For further information about the ISSF awards and for details of how to apply please view the ISSF website.

A brief profile of the London NERC DTP with Professor Andy Carter

This brief profile of the London Natural Environment Research Council (NERC) DTP is the first in a series of brief profiles looking at Doctoral Training Programmes which offer funded PhD studentships at Birkbeck. Many thanks to Professor Andy Carter for answering the following questions.

How would you describe the London NERC DTP?

The London NERC DTP is a partnership of nine world-leading research organisations across London. The partnership, which includes Birkbeck, is focused on excellence in environmental science research training and delivery of a transformative inter-disciplinary experience for PhD students.

How would you describe your role within this London NERC DTP?

I am a member of the Management Board of the London NERC DTP and postgraduate tutor for the Department of Earth and Planetary Sciences at Birkbeck.

What are the advantages for Birkbeck PhD students taking part in the London NERC DTP?

Unlike most other DTP’s for the first six months students receive core interdisciplinary training as a cohort covering the full spectrum of environmental science. This engenders a strong sense of community and support. Training is given at each of the partner institutions including the Natural History Museum, Kew, UCL, Kings, Queen Mary and the Institute of Zoology. Part of the training requires the student cohort to organise and lead a field trip to California and an annual conference with the DTP’s at Imperial College and Reading University to showcase student work.

Image by Rebecca Parrish

How is the programme structured?

Year 1

In the Autumn term of year 1 students undertake core multi-disciplinary skills training, then in the Spring term they continue with core training and PhD project development. As part of their training students have taken part in a 10-day California Field Training Course. Within the Summer Term students relocate to the institution where they will be carrying out their PhD research.

Year 2

Alongside PhD supervision bespoke training courses are provided to develop specific skills. During their second year students are considered for upgrade from MPhil to full PhD status.

Years 3-4

Students continue research as well as preparing their thesis for submission and viva in year 4.

Student training. Image by Sally Faulkner

What kinds of resources and facilities are available to students who are offered a place on the programme?

Aside from training, each student is allocated a research grant of between £6,000 to £8,000 to cover any expenses associated with their project.

How are PhD students supported during their postgraduate research and in preparing for their careers after the PhD?

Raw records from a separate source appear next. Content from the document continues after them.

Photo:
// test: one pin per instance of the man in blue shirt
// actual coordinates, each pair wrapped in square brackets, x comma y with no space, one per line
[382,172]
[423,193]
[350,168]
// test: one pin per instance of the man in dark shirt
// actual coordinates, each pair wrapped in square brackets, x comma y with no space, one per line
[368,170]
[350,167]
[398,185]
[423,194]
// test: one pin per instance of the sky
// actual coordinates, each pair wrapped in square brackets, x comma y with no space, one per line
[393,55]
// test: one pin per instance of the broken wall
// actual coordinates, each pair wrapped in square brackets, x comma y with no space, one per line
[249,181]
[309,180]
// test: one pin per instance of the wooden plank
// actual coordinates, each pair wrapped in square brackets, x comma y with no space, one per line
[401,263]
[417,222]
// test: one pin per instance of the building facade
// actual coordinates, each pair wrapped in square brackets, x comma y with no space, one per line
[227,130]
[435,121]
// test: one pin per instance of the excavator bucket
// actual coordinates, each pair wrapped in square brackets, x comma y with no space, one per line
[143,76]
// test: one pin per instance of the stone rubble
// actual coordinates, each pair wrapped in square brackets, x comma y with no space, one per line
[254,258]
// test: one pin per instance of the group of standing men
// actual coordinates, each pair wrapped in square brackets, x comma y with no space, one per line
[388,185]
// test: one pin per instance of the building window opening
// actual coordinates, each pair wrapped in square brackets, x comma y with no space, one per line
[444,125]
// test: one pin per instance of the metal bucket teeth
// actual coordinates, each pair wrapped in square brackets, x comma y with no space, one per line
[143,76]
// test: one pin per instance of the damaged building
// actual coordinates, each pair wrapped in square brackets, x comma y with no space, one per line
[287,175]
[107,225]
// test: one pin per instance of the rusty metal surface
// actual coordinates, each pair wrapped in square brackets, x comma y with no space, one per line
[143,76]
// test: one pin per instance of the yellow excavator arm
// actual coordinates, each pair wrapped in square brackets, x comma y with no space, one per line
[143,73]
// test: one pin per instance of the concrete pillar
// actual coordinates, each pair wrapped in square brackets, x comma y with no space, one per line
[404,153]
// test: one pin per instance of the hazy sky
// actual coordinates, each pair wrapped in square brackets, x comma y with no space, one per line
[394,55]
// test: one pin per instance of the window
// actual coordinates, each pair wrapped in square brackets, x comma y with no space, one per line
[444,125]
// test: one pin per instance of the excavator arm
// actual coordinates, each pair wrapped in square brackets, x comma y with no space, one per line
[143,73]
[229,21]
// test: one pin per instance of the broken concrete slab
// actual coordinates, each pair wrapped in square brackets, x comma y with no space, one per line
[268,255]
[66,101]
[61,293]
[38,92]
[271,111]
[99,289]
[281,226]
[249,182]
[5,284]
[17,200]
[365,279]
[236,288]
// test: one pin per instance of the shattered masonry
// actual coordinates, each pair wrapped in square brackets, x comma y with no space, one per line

Students are able to access a range of training and networking workshops, events and internships: to develop business and entrepreneurial skills, engage with industrial, commercial and policy end-users; and to develop specific skills in collecting, interpreting and commodifying environmental data. These opportunities include “Innovation Week’ a 5-day integrated programme of lectures and workshops at the Siemen’s Crystal building at the Royal Victoria Docks in East London, covering topics at the interface between environmental science, business, and science policy.

What background and experience would successful students be able to demonstrate?/ What do students need to do to apply?

Applicants must meet UK residency criteria and language requirements. Applicants are expected to have a 2:1 or higher in a relevant degree, or equivalent work experience.

How can students find out about potential London NERC DTP projects and supervisors at Birkbeck?

Potential applicants should visit the London NERC DTP website for further information about the programme and about how to apply. Applications for London NERC DTP studentships beginning in Autumn 2018 are expected to open in November 2017 with a deadline for applications expected to be in early January 2018. Potential student projects at Birkbeck will be made available on the Earth and Planetary Sciences website in November 2017 once applications for studentships open.